To sign up for the open forum portion of Senate, all students need to do is walk into the front office of ASNMSU. “If you walk into the ASNMSU office on the second floor of Corbett and talk to Lorraine, she will take your name down. From that point, as long as you show up to Senate on time the following Thursday, you will be given time to speak,” Forbes told the Round Up. “Each student will be given five minutes to speak their mind, with Senate reserving the right to vote for an extension of an additional five minutes.”
There are currently no students signed up to speak at the next senate meeting during the open forum, something Forbes wishes would change. “I maintain that (the open forum log) to ensure that students get the time they deserve before senate, and not enough are taking advantage of this opportunity.” For students desiring further involvement or insight to the 60th Senate of ASNMSU, this could potentially provide that opportunity.
Senator Forbes’ other main duty for the night (in addition to being a senator) is to act as an aid to the Vice President, Kevin Prieto. “My priority throughout the night is to keep order on the floor of these meetings,” Forbes noted. The Senate of ASNMSU follows Robert’s Rules of Order, which means that the only people who have the privilege to be on the floor are Senators and staff members. “I have to help the Vice President ensure that anyone who isn’t supposed to be on the floor isn’t, and that everyone is quiet and respectful while we conduct business.”
The last of Senator Forbes’ explicitly stated duties is to act as Chairmen of the Rules Committee. Senate has three committees that a bill has to pass through before being finalized: The Rules Committee, Community Affairs Committee and Finance Committee. “The Rules Committee meets on Senate’s off weeks on Tuesdays at 5:30 pm. We make sure that everything on there is legal.” If a bill passes through Senate, but does not meet the requirements of any of the three committees, it will not go through.
Senator Forbes and his fellow senators on the Rules Committee are responsible for “updating the rules of senate.” According to him, all changes made to the law book have to first be approved by the Rules Committee.
Six and a half hours later, Senate is dismissed from the chambers for the night. Young men and women in suits go back to studying for midterms and trying to figure out where to make up for lost sleep, each with their own list of additional responsibilities besides acting as a representative for their constituents’ bills.

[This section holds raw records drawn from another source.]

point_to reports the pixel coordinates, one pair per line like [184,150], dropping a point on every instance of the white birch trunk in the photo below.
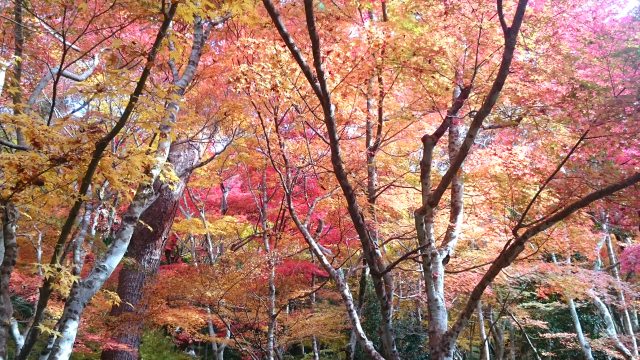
[484,346]
[83,291]
[610,328]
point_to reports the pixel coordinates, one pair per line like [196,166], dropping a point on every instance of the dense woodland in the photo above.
[319,179]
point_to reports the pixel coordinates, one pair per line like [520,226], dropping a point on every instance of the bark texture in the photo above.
[146,244]
[145,250]
[9,223]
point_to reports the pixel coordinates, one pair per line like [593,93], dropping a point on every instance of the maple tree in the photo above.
[241,179]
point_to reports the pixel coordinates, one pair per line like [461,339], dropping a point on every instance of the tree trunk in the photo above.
[9,222]
[582,340]
[497,333]
[610,328]
[613,261]
[146,249]
[146,245]
[484,339]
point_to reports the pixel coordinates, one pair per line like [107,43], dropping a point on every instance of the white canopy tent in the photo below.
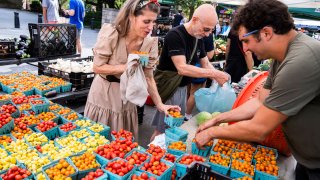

Among them is Senator DeLorean Forbes, who looks at the evening with reminiscent wishful-ness, hoping that next meeting there will be students present to make full use of their privileges. “We (Senate) want students to be taking full advantage of their right to come and speak at our meetings; it is our responsibility to listen and consider their requests and concerns, and to attempt to help find solutions where possible,” said Forbes. “If our meetings are going to last as long as they do, we might as well be spending a portion of that time hearing from the people who we are responsible representing.”